デフォルトでは、imgixは画像をグローバルコンテンツデリバリーネットワーク(CDN)を通じて提供し、96個のPOPを通じて画像ができるだけ速くロードされるようにします。自分のCDNを持ち込んだり設定する必要はありません。画像は常にできるだけ速く提供されます。

画像データの削減

カメラやディスプレイの機能は常に向上しており、画像のサイズも増加しています。圧縮されたサンプルのスマートフォンカメラ画像でも1.4MB、3264×2448ピクセルになります。画像データとファイル形式の違いによりファイルサイズがさらに増加することがあります。結果として、画像に含まれる生データの量を必要なものだけに減らすことが、そのファイルサイズを減らす最も簡単な方法です。

生のピクセルの観点から見ると、画像から100x100ピクセルを削除すると、ほぼ40KBが減少します。
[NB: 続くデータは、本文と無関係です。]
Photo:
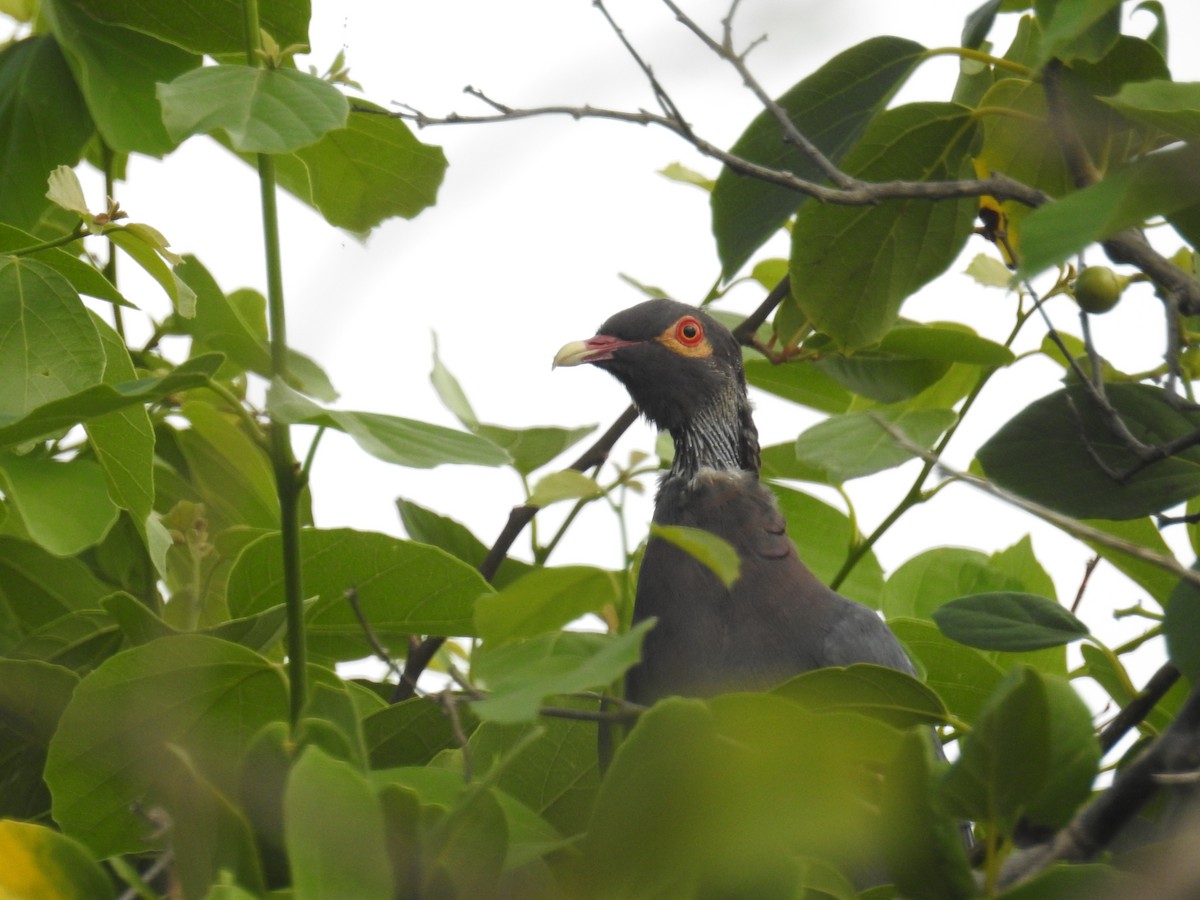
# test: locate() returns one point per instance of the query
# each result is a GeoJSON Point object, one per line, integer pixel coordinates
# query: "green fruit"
{"type": "Point", "coordinates": [1098, 288]}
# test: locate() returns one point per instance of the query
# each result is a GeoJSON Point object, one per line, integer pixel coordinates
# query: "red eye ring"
{"type": "Point", "coordinates": [689, 331]}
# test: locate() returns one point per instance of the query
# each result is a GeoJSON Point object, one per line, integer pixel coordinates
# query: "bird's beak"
{"type": "Point", "coordinates": [594, 349]}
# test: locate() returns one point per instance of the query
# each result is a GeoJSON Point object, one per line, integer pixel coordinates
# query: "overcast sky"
{"type": "Point", "coordinates": [537, 220]}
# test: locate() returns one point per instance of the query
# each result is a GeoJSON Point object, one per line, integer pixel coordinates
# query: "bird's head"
{"type": "Point", "coordinates": [683, 371]}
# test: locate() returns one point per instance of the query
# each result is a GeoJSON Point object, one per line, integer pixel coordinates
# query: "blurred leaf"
{"type": "Point", "coordinates": [361, 174]}
{"type": "Point", "coordinates": [213, 27]}
{"type": "Point", "coordinates": [831, 107]}
{"type": "Point", "coordinates": [117, 70]}
{"type": "Point", "coordinates": [565, 485]}
{"type": "Point", "coordinates": [33, 696]}
{"type": "Point", "coordinates": [922, 845]}
{"type": "Point", "coordinates": [331, 815]}
{"type": "Point", "coordinates": [43, 863]}
{"type": "Point", "coordinates": [718, 555]}
{"type": "Point", "coordinates": [263, 111]}
{"type": "Point", "coordinates": [64, 505]}
{"type": "Point", "coordinates": [963, 677]}
{"type": "Point", "coordinates": [858, 444]}
{"type": "Point", "coordinates": [521, 675]}
{"type": "Point", "coordinates": [49, 348]}
{"type": "Point", "coordinates": [191, 691]}
{"type": "Point", "coordinates": [1048, 453]}
{"type": "Point", "coordinates": [801, 382]}
{"type": "Point", "coordinates": [403, 588]}
{"type": "Point", "coordinates": [857, 303]}
{"type": "Point", "coordinates": [885, 694]}
{"type": "Point", "coordinates": [544, 600]}
{"type": "Point", "coordinates": [429, 527]}
{"type": "Point", "coordinates": [102, 399]}
{"type": "Point", "coordinates": [1008, 621]}
{"type": "Point", "coordinates": [402, 442]}
{"type": "Point", "coordinates": [1005, 760]}
{"type": "Point", "coordinates": [43, 123]}
{"type": "Point", "coordinates": [1156, 185]}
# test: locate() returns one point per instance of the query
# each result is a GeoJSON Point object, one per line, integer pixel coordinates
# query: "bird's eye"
{"type": "Point", "coordinates": [689, 331]}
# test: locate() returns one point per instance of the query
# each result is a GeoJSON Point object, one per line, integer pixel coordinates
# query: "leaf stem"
{"type": "Point", "coordinates": [288, 477]}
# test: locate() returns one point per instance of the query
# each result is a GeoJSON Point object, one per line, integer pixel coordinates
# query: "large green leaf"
{"type": "Point", "coordinates": [262, 111]}
{"type": "Point", "coordinates": [1008, 621]}
{"type": "Point", "coordinates": [1156, 185]}
{"type": "Point", "coordinates": [64, 505]}
{"type": "Point", "coordinates": [372, 169]}
{"type": "Point", "coordinates": [102, 399]}
{"type": "Point", "coordinates": [1048, 453]}
{"type": "Point", "coordinates": [859, 263]}
{"type": "Point", "coordinates": [403, 588]}
{"type": "Point", "coordinates": [43, 124]}
{"type": "Point", "coordinates": [211, 27]}
{"type": "Point", "coordinates": [521, 673]}
{"type": "Point", "coordinates": [545, 600]}
{"type": "Point", "coordinates": [718, 798]}
{"type": "Point", "coordinates": [333, 815]}
{"type": "Point", "coordinates": [831, 108]}
{"type": "Point", "coordinates": [193, 693]}
{"type": "Point", "coordinates": [49, 347]}
{"type": "Point", "coordinates": [858, 444]}
{"type": "Point", "coordinates": [391, 438]}
{"type": "Point", "coordinates": [117, 70]}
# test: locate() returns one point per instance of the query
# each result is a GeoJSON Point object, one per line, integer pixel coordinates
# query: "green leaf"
{"type": "Point", "coordinates": [41, 862]}
{"type": "Point", "coordinates": [544, 600]}
{"type": "Point", "coordinates": [43, 124]}
{"type": "Point", "coordinates": [33, 696]}
{"type": "Point", "coordinates": [922, 844]}
{"type": "Point", "coordinates": [412, 732]}
{"type": "Point", "coordinates": [858, 444]}
{"type": "Point", "coordinates": [823, 537]}
{"type": "Point", "coordinates": [1156, 185]}
{"type": "Point", "coordinates": [213, 27]}
{"type": "Point", "coordinates": [263, 111]}
{"type": "Point", "coordinates": [36, 588]}
{"type": "Point", "coordinates": [331, 815]}
{"type": "Point", "coordinates": [859, 263]}
{"type": "Point", "coordinates": [49, 347]}
{"type": "Point", "coordinates": [715, 553]}
{"type": "Point", "coordinates": [963, 677]}
{"type": "Point", "coordinates": [83, 276]}
{"type": "Point", "coordinates": [370, 171]}
{"type": "Point", "coordinates": [801, 382]}
{"type": "Point", "coordinates": [745, 781]}
{"type": "Point", "coordinates": [877, 691]}
{"type": "Point", "coordinates": [402, 442]}
{"type": "Point", "coordinates": [831, 107]}
{"type": "Point", "coordinates": [117, 70]}
{"type": "Point", "coordinates": [565, 485]}
{"type": "Point", "coordinates": [429, 527]}
{"type": "Point", "coordinates": [144, 245]}
{"type": "Point", "coordinates": [205, 696]}
{"type": "Point", "coordinates": [1005, 760]}
{"type": "Point", "coordinates": [102, 399]}
{"type": "Point", "coordinates": [403, 588]}
{"type": "Point", "coordinates": [1008, 621]}
{"type": "Point", "coordinates": [63, 505]}
{"type": "Point", "coordinates": [521, 673]}
{"type": "Point", "coordinates": [1048, 453]}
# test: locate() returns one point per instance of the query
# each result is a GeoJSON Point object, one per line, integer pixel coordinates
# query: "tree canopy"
{"type": "Point", "coordinates": [173, 617]}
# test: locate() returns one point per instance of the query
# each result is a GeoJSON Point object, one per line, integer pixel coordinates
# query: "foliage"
{"type": "Point", "coordinates": [172, 618]}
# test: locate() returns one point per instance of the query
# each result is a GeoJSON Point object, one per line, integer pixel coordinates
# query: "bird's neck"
{"type": "Point", "coordinates": [721, 436]}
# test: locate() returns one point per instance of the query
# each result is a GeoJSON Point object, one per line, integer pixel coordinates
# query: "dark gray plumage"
{"type": "Point", "coordinates": [683, 370]}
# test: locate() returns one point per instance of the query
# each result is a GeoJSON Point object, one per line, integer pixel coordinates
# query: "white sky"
{"type": "Point", "coordinates": [535, 221]}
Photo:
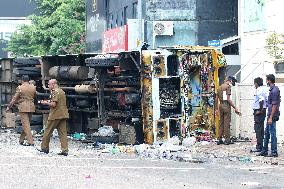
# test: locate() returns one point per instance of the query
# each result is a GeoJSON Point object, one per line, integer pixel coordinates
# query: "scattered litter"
{"type": "Point", "coordinates": [105, 131]}
{"type": "Point", "coordinates": [250, 183]}
{"type": "Point", "coordinates": [79, 136]}
{"type": "Point", "coordinates": [244, 159]}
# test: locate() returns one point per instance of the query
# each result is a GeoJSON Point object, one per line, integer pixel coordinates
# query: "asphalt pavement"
{"type": "Point", "coordinates": [90, 168]}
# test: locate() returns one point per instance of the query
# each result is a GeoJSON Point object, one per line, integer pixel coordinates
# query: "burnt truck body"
{"type": "Point", "coordinates": [153, 94]}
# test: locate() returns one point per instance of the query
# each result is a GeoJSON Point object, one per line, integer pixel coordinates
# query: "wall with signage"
{"type": "Point", "coordinates": [95, 24]}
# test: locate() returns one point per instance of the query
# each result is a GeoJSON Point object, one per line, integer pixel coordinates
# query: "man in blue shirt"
{"type": "Point", "coordinates": [259, 111]}
{"type": "Point", "coordinates": [273, 114]}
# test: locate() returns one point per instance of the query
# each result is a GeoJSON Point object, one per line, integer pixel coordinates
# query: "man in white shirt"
{"type": "Point", "coordinates": [259, 111]}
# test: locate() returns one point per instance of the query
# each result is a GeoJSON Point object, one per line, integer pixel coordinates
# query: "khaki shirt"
{"type": "Point", "coordinates": [60, 111]}
{"type": "Point", "coordinates": [25, 94]}
{"type": "Point", "coordinates": [223, 91]}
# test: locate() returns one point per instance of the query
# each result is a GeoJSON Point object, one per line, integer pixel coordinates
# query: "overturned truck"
{"type": "Point", "coordinates": [146, 96]}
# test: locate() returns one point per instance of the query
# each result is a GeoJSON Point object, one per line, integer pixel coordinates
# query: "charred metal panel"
{"type": "Point", "coordinates": [177, 10]}
{"type": "Point", "coordinates": [181, 96]}
{"type": "Point", "coordinates": [185, 34]}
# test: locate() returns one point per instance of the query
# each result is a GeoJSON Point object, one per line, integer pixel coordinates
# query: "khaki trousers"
{"type": "Point", "coordinates": [26, 133]}
{"type": "Point", "coordinates": [225, 121]}
{"type": "Point", "coordinates": [60, 125]}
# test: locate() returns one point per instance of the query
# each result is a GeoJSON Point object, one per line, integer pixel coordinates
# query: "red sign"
{"type": "Point", "coordinates": [115, 40]}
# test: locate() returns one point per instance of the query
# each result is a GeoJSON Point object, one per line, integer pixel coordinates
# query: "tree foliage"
{"type": "Point", "coordinates": [58, 28]}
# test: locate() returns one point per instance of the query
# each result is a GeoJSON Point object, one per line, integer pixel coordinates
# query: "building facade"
{"type": "Point", "coordinates": [164, 22]}
{"type": "Point", "coordinates": [12, 14]}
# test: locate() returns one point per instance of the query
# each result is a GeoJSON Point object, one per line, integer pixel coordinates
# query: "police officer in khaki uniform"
{"type": "Point", "coordinates": [24, 96]}
{"type": "Point", "coordinates": [224, 108]}
{"type": "Point", "coordinates": [57, 118]}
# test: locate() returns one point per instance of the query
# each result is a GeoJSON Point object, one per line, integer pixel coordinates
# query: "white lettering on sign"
{"type": "Point", "coordinates": [5, 35]}
{"type": "Point", "coordinates": [94, 22]}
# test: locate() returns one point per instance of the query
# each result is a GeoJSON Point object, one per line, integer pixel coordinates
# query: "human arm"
{"type": "Point", "coordinates": [14, 99]}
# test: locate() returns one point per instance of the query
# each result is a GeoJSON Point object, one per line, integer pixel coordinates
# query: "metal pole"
{"type": "Point", "coordinates": [140, 10]}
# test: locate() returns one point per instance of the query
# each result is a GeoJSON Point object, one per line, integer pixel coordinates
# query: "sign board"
{"type": "Point", "coordinates": [115, 40]}
{"type": "Point", "coordinates": [214, 43]}
{"type": "Point", "coordinates": [163, 27]}
{"type": "Point", "coordinates": [8, 27]}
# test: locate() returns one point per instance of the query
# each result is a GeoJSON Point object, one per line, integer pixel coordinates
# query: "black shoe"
{"type": "Point", "coordinates": [220, 142]}
{"type": "Point", "coordinates": [63, 154]}
{"type": "Point", "coordinates": [255, 150]}
{"type": "Point", "coordinates": [265, 154]}
{"type": "Point", "coordinates": [43, 150]}
{"type": "Point", "coordinates": [273, 155]}
{"type": "Point", "coordinates": [28, 144]}
{"type": "Point", "coordinates": [228, 142]}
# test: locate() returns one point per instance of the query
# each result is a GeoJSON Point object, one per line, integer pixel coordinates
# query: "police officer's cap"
{"type": "Point", "coordinates": [232, 79]}
{"type": "Point", "coordinates": [25, 78]}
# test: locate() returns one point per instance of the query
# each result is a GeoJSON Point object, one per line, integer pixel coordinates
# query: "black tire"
{"type": "Point", "coordinates": [20, 72]}
{"type": "Point", "coordinates": [26, 61]}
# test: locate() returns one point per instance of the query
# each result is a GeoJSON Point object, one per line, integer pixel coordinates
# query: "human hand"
{"type": "Point", "coordinates": [269, 121]}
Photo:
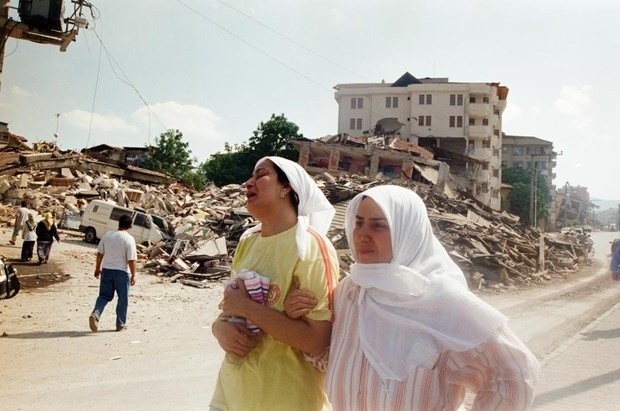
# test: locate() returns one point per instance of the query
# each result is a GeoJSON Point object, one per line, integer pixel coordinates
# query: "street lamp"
{"type": "Point", "coordinates": [56, 133]}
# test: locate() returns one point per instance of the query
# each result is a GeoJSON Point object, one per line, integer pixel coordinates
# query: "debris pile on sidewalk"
{"type": "Point", "coordinates": [491, 247]}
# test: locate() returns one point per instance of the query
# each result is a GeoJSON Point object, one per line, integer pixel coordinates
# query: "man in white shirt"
{"type": "Point", "coordinates": [20, 219]}
{"type": "Point", "coordinates": [116, 260]}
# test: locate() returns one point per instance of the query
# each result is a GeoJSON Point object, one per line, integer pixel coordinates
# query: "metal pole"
{"type": "Point", "coordinates": [4, 34]}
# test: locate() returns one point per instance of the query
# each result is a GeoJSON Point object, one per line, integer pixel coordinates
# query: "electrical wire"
{"type": "Point", "coordinates": [280, 62]}
{"type": "Point", "coordinates": [127, 81]}
{"type": "Point", "coordinates": [291, 40]}
{"type": "Point", "coordinates": [92, 108]}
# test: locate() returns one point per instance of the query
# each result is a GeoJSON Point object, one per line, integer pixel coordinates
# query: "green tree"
{"type": "Point", "coordinates": [231, 166]}
{"type": "Point", "coordinates": [236, 163]}
{"type": "Point", "coordinates": [170, 155]}
{"type": "Point", "coordinates": [519, 199]}
{"type": "Point", "coordinates": [272, 138]}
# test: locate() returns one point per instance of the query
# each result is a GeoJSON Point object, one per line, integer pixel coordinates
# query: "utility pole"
{"type": "Point", "coordinates": [38, 32]}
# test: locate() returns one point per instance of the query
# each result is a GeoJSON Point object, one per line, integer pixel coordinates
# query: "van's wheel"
{"type": "Point", "coordinates": [90, 236]}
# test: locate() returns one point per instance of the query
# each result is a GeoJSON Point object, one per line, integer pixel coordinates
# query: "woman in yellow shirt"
{"type": "Point", "coordinates": [273, 371]}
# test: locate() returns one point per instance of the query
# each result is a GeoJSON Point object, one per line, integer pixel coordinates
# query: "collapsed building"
{"type": "Point", "coordinates": [491, 247]}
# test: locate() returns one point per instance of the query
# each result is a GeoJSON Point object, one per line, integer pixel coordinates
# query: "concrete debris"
{"type": "Point", "coordinates": [491, 247]}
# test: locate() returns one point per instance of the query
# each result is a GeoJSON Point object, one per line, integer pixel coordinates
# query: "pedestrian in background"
{"type": "Point", "coordinates": [407, 333]}
{"type": "Point", "coordinates": [46, 233]}
{"type": "Point", "coordinates": [116, 268]}
{"type": "Point", "coordinates": [29, 235]}
{"type": "Point", "coordinates": [20, 218]}
{"type": "Point", "coordinates": [615, 265]}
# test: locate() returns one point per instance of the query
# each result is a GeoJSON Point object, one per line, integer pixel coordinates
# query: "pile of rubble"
{"type": "Point", "coordinates": [491, 247]}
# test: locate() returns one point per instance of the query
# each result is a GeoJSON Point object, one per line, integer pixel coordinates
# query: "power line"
{"type": "Point", "coordinates": [128, 82]}
{"type": "Point", "coordinates": [283, 64]}
{"type": "Point", "coordinates": [291, 40]}
{"type": "Point", "coordinates": [92, 109]}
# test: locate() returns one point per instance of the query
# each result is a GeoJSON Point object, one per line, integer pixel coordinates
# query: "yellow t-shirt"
{"type": "Point", "coordinates": [275, 376]}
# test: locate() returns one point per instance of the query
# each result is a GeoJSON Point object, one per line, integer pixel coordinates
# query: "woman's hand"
{"type": "Point", "coordinates": [236, 300]}
{"type": "Point", "coordinates": [234, 338]}
{"type": "Point", "coordinates": [299, 303]}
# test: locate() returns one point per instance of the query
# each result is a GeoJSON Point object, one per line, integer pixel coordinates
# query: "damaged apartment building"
{"type": "Point", "coordinates": [430, 123]}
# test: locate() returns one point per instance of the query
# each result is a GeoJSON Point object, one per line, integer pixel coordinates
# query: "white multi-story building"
{"type": "Point", "coordinates": [460, 122]}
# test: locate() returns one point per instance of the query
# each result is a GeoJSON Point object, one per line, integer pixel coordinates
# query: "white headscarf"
{"type": "Point", "coordinates": [418, 305]}
{"type": "Point", "coordinates": [314, 209]}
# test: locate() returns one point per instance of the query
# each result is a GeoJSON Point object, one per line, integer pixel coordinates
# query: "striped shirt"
{"type": "Point", "coordinates": [502, 371]}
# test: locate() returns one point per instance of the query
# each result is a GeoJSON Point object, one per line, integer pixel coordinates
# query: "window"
{"type": "Point", "coordinates": [391, 102]}
{"type": "Point", "coordinates": [456, 99]}
{"type": "Point", "coordinates": [456, 121]}
{"type": "Point", "coordinates": [141, 220]}
{"type": "Point", "coordinates": [355, 124]}
{"type": "Point", "coordinates": [425, 99]}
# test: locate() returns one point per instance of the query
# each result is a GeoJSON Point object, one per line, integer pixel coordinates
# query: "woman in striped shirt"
{"type": "Point", "coordinates": [407, 333]}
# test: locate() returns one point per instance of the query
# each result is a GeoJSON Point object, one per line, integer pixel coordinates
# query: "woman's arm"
{"type": "Point", "coordinates": [503, 372]}
{"type": "Point", "coordinates": [309, 336]}
{"type": "Point", "coordinates": [234, 338]}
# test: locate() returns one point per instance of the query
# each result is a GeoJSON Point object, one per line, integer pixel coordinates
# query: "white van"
{"type": "Point", "coordinates": [101, 216]}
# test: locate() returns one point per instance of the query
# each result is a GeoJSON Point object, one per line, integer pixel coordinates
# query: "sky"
{"type": "Point", "coordinates": [216, 69]}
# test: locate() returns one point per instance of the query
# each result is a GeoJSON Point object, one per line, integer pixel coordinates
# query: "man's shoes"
{"type": "Point", "coordinates": [93, 322]}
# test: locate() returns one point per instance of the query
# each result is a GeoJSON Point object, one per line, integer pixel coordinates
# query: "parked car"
{"type": "Point", "coordinates": [102, 216]}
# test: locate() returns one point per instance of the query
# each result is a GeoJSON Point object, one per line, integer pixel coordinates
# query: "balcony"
{"type": "Point", "coordinates": [481, 154]}
{"type": "Point", "coordinates": [478, 132]}
{"type": "Point", "coordinates": [479, 110]}
{"type": "Point", "coordinates": [479, 88]}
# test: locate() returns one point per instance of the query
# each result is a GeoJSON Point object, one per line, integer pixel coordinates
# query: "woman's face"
{"type": "Point", "coordinates": [371, 235]}
{"type": "Point", "coordinates": [263, 190]}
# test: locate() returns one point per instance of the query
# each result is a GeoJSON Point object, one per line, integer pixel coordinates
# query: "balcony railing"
{"type": "Point", "coordinates": [479, 131]}
{"type": "Point", "coordinates": [482, 154]}
{"type": "Point", "coordinates": [479, 110]}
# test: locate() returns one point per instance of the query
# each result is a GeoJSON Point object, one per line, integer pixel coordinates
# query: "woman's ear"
{"type": "Point", "coordinates": [284, 191]}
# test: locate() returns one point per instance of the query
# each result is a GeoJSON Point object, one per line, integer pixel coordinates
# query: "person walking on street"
{"type": "Point", "coordinates": [20, 218]}
{"type": "Point", "coordinates": [46, 233]}
{"type": "Point", "coordinates": [29, 235]}
{"type": "Point", "coordinates": [615, 265]}
{"type": "Point", "coordinates": [116, 268]}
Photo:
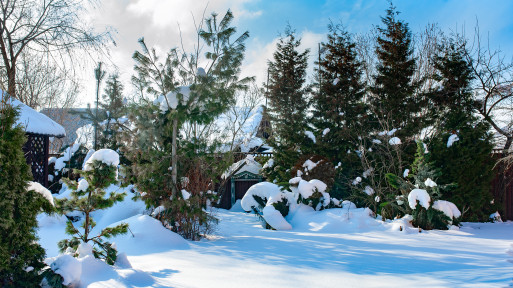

同様に、同じ色の大きな領域を含む画像では、色パレットを減らすことで品質に明らかな違いがないまま、かなりのサイズ節約ができます。不要なデータを取得しないことで、サイトやアプリケーションのページはずっと早くロードされ、表示されます。画像SEOの向上ガイドで、節約可能なポテンシャルを確認できます。

画像のリサイズ

画像から不要なデータを削除する最も簡単な方法は、リサイズです。画像はしばしばページに必要なサイズよりも大きく提供されるため、ページの重さが大幅に増加します。imgixで画像をリサイズすることにより、デバイスやビューポートのサイズに対して複数のバージョンを作成することなく、必要なデータ量だけを提供し、余分なピクセルは一切提供しません。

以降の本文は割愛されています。